Hi all,
I am processing and analysis of RNAseq data at the very beginning. I trim the RNAseq data with Trimmomatic and aligning the data to a reference genome using Hisat2. I trimmed the data with two different settings:
One with removes 10 bases from the beginning of the read (HEADCROP:10), and the other without this setting.
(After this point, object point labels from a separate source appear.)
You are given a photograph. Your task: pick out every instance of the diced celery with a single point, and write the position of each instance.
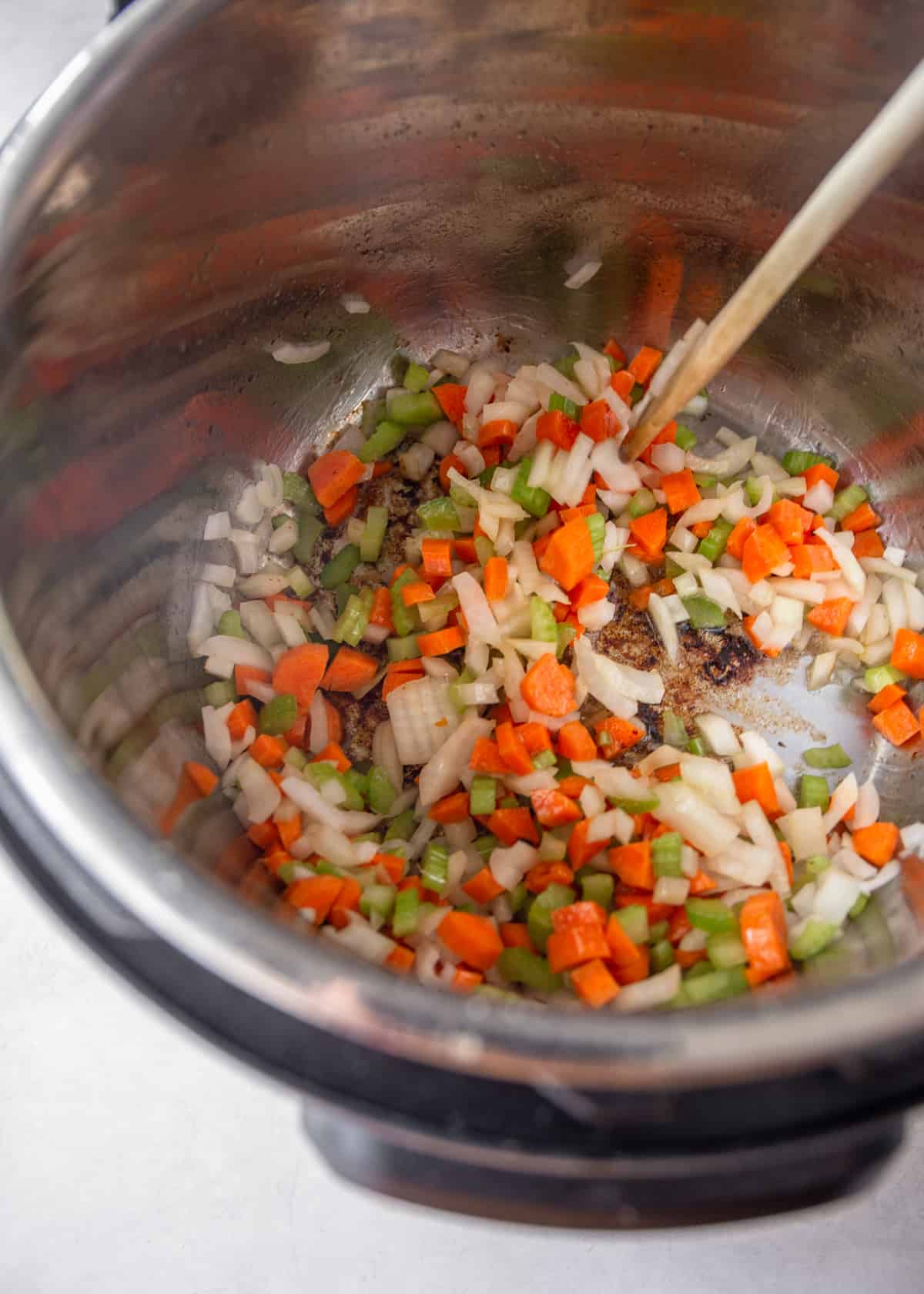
(373, 534)
(483, 795)
(277, 716)
(340, 567)
(229, 625)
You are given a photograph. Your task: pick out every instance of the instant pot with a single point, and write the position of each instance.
(211, 176)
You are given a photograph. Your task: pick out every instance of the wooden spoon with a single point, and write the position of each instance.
(867, 161)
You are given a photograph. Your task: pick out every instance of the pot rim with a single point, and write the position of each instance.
(44, 780)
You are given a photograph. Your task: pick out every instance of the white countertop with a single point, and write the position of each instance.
(136, 1160)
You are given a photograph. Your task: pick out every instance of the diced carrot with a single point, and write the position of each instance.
(483, 888)
(496, 578)
(623, 950)
(243, 717)
(267, 751)
(333, 474)
(437, 559)
(487, 759)
(878, 843)
(300, 671)
(447, 464)
(473, 938)
(576, 743)
(558, 428)
(440, 642)
(809, 558)
(867, 545)
(907, 652)
(598, 421)
(861, 519)
(247, 675)
(513, 825)
(756, 783)
(450, 397)
(574, 946)
(543, 875)
(762, 553)
(819, 473)
(513, 751)
(348, 671)
(400, 959)
(584, 913)
(764, 934)
(623, 736)
(580, 849)
(570, 554)
(514, 934)
(650, 531)
(790, 521)
(315, 892)
(897, 723)
(553, 808)
(549, 687)
(742, 532)
(501, 431)
(534, 736)
(454, 808)
(621, 384)
(642, 367)
(399, 673)
(340, 510)
(633, 866)
(347, 901)
(886, 696)
(681, 491)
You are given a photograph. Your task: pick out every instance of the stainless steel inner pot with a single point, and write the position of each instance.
(213, 176)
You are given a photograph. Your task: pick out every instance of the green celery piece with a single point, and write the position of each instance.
(311, 528)
(711, 915)
(296, 489)
(386, 437)
(483, 795)
(380, 791)
(665, 854)
(813, 791)
(539, 922)
(401, 827)
(219, 692)
(340, 567)
(705, 614)
(848, 500)
(439, 514)
(373, 534)
(543, 625)
(530, 970)
(725, 950)
(410, 409)
(598, 888)
(661, 955)
(277, 716)
(827, 757)
(229, 625)
(416, 378)
(534, 498)
(634, 922)
(407, 913)
(812, 940)
(716, 987)
(641, 504)
(597, 527)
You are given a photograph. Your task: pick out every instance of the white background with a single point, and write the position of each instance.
(135, 1160)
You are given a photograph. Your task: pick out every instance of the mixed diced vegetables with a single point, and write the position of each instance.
(518, 830)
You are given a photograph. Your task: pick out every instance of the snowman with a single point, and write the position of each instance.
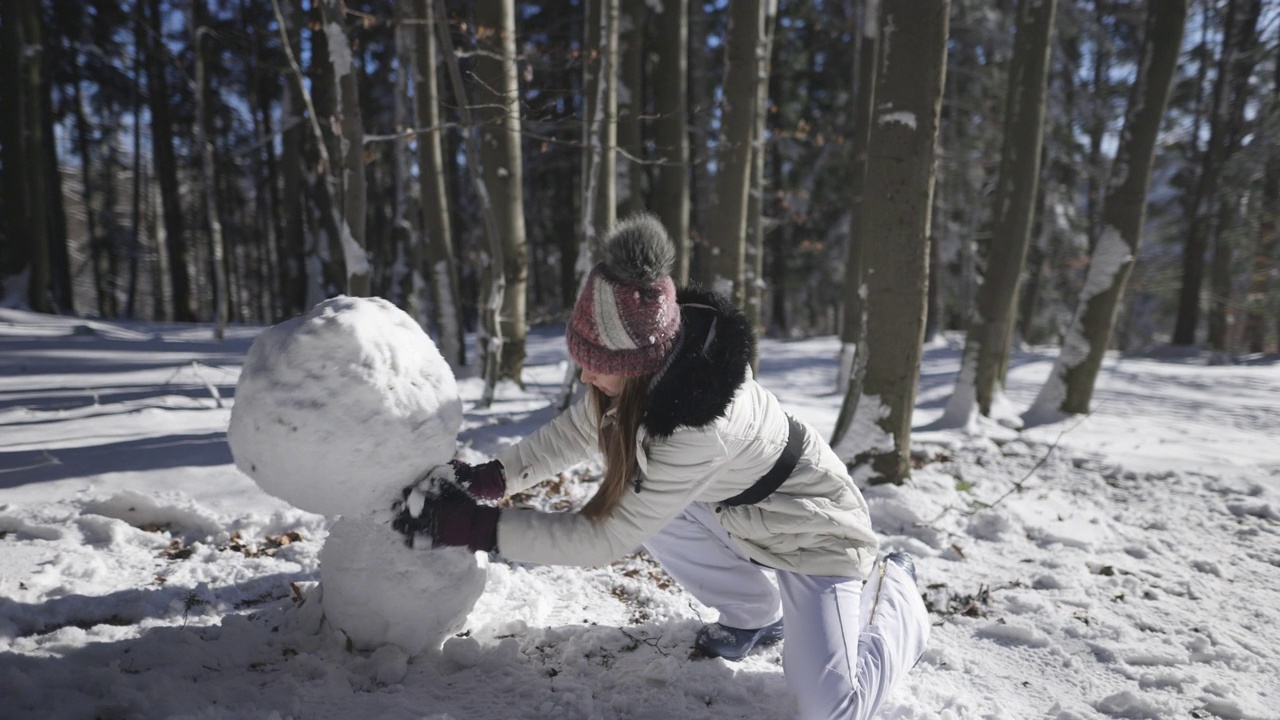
(336, 411)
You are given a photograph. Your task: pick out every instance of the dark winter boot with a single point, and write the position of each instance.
(734, 643)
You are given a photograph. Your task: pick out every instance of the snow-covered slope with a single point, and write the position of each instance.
(1119, 565)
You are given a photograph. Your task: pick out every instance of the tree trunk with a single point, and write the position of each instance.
(442, 265)
(699, 118)
(1243, 60)
(1202, 200)
(853, 346)
(753, 290)
(167, 169)
(671, 128)
(35, 218)
(293, 246)
(97, 246)
(1069, 388)
(490, 333)
(136, 197)
(600, 122)
(209, 177)
(351, 188)
(896, 226)
(727, 235)
(991, 328)
(1267, 251)
(631, 60)
(497, 98)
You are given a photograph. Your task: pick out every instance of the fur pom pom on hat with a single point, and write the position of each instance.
(626, 320)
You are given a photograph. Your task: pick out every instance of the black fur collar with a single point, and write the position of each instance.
(699, 383)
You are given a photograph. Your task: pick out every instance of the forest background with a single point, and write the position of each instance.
(1095, 174)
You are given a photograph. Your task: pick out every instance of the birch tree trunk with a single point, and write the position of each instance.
(497, 96)
(753, 276)
(853, 343)
(490, 326)
(1243, 60)
(1267, 249)
(440, 261)
(727, 233)
(897, 208)
(351, 187)
(671, 128)
(1069, 388)
(14, 256)
(631, 60)
(986, 351)
(599, 124)
(1203, 195)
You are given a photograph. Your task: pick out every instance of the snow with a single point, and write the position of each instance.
(343, 406)
(1115, 565)
(900, 117)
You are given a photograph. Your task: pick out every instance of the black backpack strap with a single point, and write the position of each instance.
(781, 470)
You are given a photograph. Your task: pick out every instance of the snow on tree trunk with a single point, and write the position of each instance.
(351, 218)
(671, 132)
(437, 227)
(896, 226)
(497, 96)
(1069, 388)
(1109, 265)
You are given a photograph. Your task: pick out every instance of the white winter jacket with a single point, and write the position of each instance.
(712, 432)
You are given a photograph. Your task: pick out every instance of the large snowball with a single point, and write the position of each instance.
(380, 592)
(338, 409)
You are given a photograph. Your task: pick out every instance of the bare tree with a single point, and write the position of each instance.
(896, 226)
(209, 178)
(727, 235)
(671, 128)
(438, 241)
(986, 354)
(351, 186)
(853, 342)
(1069, 388)
(497, 95)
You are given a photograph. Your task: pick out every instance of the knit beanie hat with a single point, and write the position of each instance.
(626, 319)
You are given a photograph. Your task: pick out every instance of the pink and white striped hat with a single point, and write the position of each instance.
(626, 319)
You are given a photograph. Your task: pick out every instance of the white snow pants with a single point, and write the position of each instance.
(846, 646)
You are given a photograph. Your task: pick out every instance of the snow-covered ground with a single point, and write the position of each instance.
(1118, 565)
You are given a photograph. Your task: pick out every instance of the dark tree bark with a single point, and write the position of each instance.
(440, 263)
(1069, 388)
(896, 226)
(727, 235)
(631, 62)
(853, 349)
(351, 172)
(497, 98)
(1202, 201)
(167, 168)
(1243, 62)
(209, 173)
(671, 128)
(991, 328)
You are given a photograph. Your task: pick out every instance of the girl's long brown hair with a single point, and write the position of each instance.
(617, 443)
However, I found that there is a huge different rate of alignment for paired-end reads when I trim data differently, for example:
with HEADCROP:
43823976 reads; of these: 43823976 (100.00%) were paired; of these: 20376984 (46.50%) aligned concordantly 0 times 22619436 (51.61%) aligned concordantly exactly 1 time 827556 (1.89%) aligned concordantly >1 times ---- 20376984 pairs aligned concordantly 0 times; of these: 9403592 (46.15%) aligned discordantly 1 time ---- 10973392 pairs aligned 0 times concordantly or discordantly; of these: 21946784 mates make up the pairs; of these: 12208010 (55.63%) aligned 0 times 8593679 (39.16%) aligned exactly 1 time 1145095 (5.22%) aligned >1 times 86.07% overall alignment rate
without HEADCROP:
43953809 reads; of these: 43953809 (100.00%) were paired; of these: 7868205 (17.90%) aligned concordantly 0 times 34738253 (79.03%) aligned concordantly exactly 1 time 1347351 (3.07%) aligned concordantly >1 times ---- 7868205 pairs aligned concordantly 0 times; of these: 342967 (4.36%) aligned discordantly 1 time ---- 7525238 pairs aligned 0 times concordantly or discordantly; of these: 15050476 mates make up the pairs; of these: 12437657 (82.64%) aligned 0 times 2487014 (16.52%) aligned exactly 1 time 125805 (0.84%) aligned >1 times 85.85% overall alignment rate
Why the aligned concordantly 0 times and exactly 1 time will be so different?
Will the low rate of "aligned concordantly exactly 1 time" be the problem that may influence the follow-up analysis (e.g. counting gene in FeatureCounts)?
I will appreciate your help with this situation. Thank you very much for your time.
Best,
Yi-Ting Fang
Why did you remove 10 nt from the start of the read? This was clearly unnecessary as HISAT2 will soft-clip alignments when needed - unless otherwise specified. Your alignment rate is very good in the first place. It could be that you trimmed your reads too short and now they multi-map.
Because I found the percentage of ATCG change drastically at the beginning of the read, and I expect that remove 10 nt from start bases might improve the accuracy of mapping. Based on the principle of HISAT2, does it be redundant or even be bad to do this? Thank you.